Make WordPress Core

Opened 2 years ago

Last modified 3 months ago

#60864 new defect (bug)

URL sanitizing strips valid characters instead of encoding, documented use is invalid

Reported by: kkmuffme's profile kkmuffme Owned by:
Milestone: Awaiting Review Priority: normal
Severity: normal Version:
Component: Security Keywords: has-patch has-unit-tests
Focuses: Cc:

Description

  • esc_url and sanitize_url strip characters that don't need to be stripped but can be HTML encoded to make them safe, e.g. "<" causing some URLs to be broken.

Change History (5)

#1 @kkmuffme
2 years ago

#56160 was marked as a duplicate.

This ticket was mentioned in PR #6335 on WordPress/wordpress-develop by @kkmuffme.


2 years ago
#2

  • Keywords has-patch has-unit-tests added

#3 @kkmuffme
2 years ago

Before I fix all the broken tests, I want to gather some feedback on this - the tests are broken because the characters were stripped instead of encoded, which caused some URLs to be invalid, leading to 404s.

This ticket was mentioned in Slack in #core by kkmuffme. View the logs.


2 years ago

#5 @dmsnell
3 months ago

@kkmuffme looks like I missed wp_sanitize_redirect() when we updated UTF-8 support in WordPress 6.9.

Perhaps you might look that over and see if you want to update the patch.

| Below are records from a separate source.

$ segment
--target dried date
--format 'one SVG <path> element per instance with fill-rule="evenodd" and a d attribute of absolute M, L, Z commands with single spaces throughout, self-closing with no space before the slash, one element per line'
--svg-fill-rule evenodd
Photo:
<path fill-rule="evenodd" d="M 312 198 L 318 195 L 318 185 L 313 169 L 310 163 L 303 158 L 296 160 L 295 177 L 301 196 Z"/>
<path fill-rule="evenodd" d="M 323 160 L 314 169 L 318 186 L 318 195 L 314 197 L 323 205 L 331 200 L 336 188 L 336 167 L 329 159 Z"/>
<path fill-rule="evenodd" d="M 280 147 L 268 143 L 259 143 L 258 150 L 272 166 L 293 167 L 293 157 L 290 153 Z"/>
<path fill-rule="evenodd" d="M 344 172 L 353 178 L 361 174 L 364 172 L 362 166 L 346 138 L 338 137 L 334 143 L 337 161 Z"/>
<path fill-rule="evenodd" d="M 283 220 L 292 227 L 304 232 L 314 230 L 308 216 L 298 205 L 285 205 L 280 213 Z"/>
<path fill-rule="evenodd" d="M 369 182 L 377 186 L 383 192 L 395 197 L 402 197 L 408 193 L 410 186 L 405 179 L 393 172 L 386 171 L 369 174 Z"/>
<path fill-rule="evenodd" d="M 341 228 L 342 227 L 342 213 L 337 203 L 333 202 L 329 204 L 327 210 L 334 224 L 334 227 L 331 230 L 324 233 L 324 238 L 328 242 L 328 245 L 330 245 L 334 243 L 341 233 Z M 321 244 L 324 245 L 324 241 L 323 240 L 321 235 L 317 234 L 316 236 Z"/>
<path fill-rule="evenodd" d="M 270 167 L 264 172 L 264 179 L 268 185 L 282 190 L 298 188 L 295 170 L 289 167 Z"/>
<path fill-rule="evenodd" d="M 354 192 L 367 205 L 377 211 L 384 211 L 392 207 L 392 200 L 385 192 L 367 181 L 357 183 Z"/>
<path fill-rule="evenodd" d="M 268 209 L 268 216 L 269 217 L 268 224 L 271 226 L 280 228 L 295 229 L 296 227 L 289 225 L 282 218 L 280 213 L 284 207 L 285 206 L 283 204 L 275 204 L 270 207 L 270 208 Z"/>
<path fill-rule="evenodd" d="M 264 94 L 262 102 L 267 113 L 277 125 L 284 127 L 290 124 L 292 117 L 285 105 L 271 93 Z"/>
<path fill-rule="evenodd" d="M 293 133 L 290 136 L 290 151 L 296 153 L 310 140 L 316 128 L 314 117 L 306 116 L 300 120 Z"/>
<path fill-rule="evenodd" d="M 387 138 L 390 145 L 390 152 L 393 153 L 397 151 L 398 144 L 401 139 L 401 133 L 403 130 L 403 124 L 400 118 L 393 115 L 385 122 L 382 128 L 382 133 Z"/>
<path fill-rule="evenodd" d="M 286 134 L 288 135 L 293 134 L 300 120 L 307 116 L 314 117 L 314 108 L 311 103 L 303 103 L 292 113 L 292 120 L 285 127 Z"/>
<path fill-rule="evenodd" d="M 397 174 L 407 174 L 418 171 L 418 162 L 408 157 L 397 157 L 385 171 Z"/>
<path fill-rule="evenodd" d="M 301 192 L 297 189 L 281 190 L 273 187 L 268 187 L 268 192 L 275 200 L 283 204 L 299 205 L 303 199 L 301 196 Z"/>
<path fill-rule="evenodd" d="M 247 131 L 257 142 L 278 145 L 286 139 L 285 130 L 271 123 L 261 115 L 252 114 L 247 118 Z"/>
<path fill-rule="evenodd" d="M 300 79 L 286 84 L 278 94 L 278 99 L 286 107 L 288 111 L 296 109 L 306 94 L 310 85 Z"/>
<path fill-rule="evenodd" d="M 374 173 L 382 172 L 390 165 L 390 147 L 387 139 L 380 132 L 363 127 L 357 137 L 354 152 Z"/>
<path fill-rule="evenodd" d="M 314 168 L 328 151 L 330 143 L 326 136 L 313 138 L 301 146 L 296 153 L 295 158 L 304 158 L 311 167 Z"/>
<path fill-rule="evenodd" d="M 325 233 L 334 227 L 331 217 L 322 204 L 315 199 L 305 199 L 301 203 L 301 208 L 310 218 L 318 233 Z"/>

I appreciate the comment about HTML4 but I suspect it’s not necessary, especially not to link to the old HTML4 specs. Is the change in line 4495/4506 meaningful? It looks like it might just move around some characters and shows up as a changed line, but maybe I’m overlooking something. If it’s not different semantically, can we avoid rearranging the characters so they don’t appear in the diff?

Can you speak to the differentiation in here of using the term URI instead of URL? Can you also verify that the changes will not mistakenly apply to parts of a URL that should not be transformed?

Note: See TracTickets for help on using tickets.